Today is the Federal Holiday honoring Christopher Columbus, the alleged discover of the New World, who made his first landfall on the island of San Salvador on October 12, 1492.  Years ago Congress, in all of its wisdom assigned the holiday to the second Monday on October to make way for a possible three day week-end for the few people who get the day off—or possibly to extend the giant mattress sales that seem to have become one of the most visible traditions of the holiday.
The trouble is Columbus has been falling out of favor for some time, except among the Italian-Americans who used his Italian roots to claim their spot at the American table.  The Columbus Day parades in the big cities are less about the Navigator—an ironic title for someone who didn’t know where the hell he was—and more about, as an Italian friend once put it, Gumba Pride.  

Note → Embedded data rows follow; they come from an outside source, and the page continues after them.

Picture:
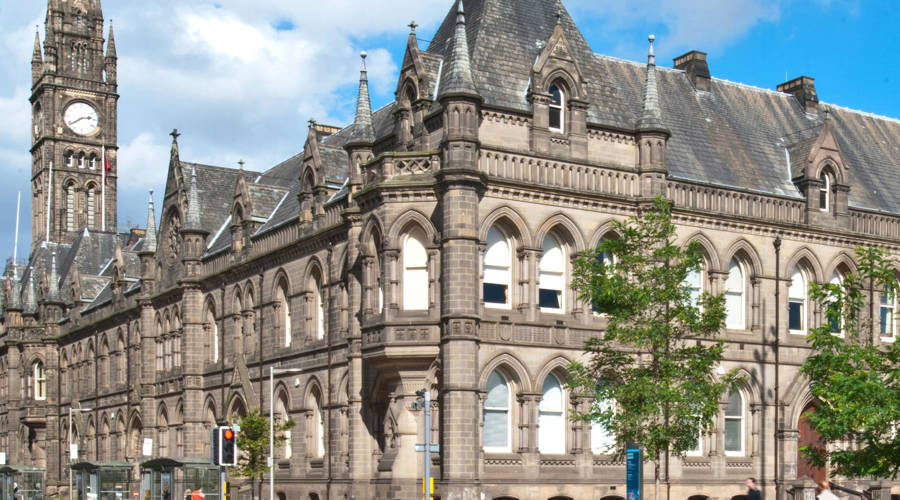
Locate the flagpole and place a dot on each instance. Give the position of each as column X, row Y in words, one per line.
column 49, row 197
column 103, row 191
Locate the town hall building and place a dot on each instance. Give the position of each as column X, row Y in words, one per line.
column 429, row 245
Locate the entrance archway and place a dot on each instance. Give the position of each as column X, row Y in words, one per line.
column 808, row 437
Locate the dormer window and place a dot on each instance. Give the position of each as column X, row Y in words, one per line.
column 824, row 191
column 557, row 106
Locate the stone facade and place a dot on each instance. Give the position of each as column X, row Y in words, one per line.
column 362, row 260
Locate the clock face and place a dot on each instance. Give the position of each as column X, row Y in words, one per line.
column 81, row 118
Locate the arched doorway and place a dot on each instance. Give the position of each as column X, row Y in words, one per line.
column 808, row 437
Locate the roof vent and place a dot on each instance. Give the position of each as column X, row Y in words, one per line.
column 804, row 89
column 694, row 64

Italian Americans display their ethnic pride and flex their political muscles at Chicago's big Columbus Day Parade.
Chicago is one of those cities plunging ahead with its giant parade today.  Even Mayor Lori Lightfoot, a ground breaking progressive Democrat, will be on hand to court this important ethnic block.  But the City Council will soon consider a proposal by Puerto Rican Alderman Carlos Ramirez-Rosa of the 35th Ward that could replace official recognition of Columbus Day for Indignous People’s Day in 2020.  It would not cancel the privately sponsored Columbus Day parade which could continue to roll.
That worked as long as the Columbus story told in 19th Century school primers was the only information out there.  But those damn historians insisted on poking around.  Lo and behold it turns out Columbus was not a very nice man.  In fact when King Ferdinand and Queen Isabella rewarded him for his voyages with the title of Admiral of the Ocean Sea and the job of Viceroy to rule the new lands, he was so brutal, venal, and corrupt that the Catholic Priests sent to save the souls of the natives petitioned their Majesties to have him removed.  So did various adventurers and would-be Conquistadors who he slapped in irons for horning in on his exclusive franchise.
In the end he was stripped of his titles and slapped in irons himself.

Columbus was personally responsible for the genocide of the Carib nation and opened the door to centuries of atrocities, exploitation, colonialist oppression, and settler replacement across Americas.
One of the offenses with which he was charged was virtually wiping out the Carib nation which populated most of the islands of the Caribbean by turning them into slaves.  Within ten years the once numerous people were gone and the Spanish had to replace them by buying Black Africans from Arab dealers.  
By the 1960’s Native peoples in both North and South America were protesting celebrations of Columbus and demanding that the people who were his victims should be the honorees, not the thief.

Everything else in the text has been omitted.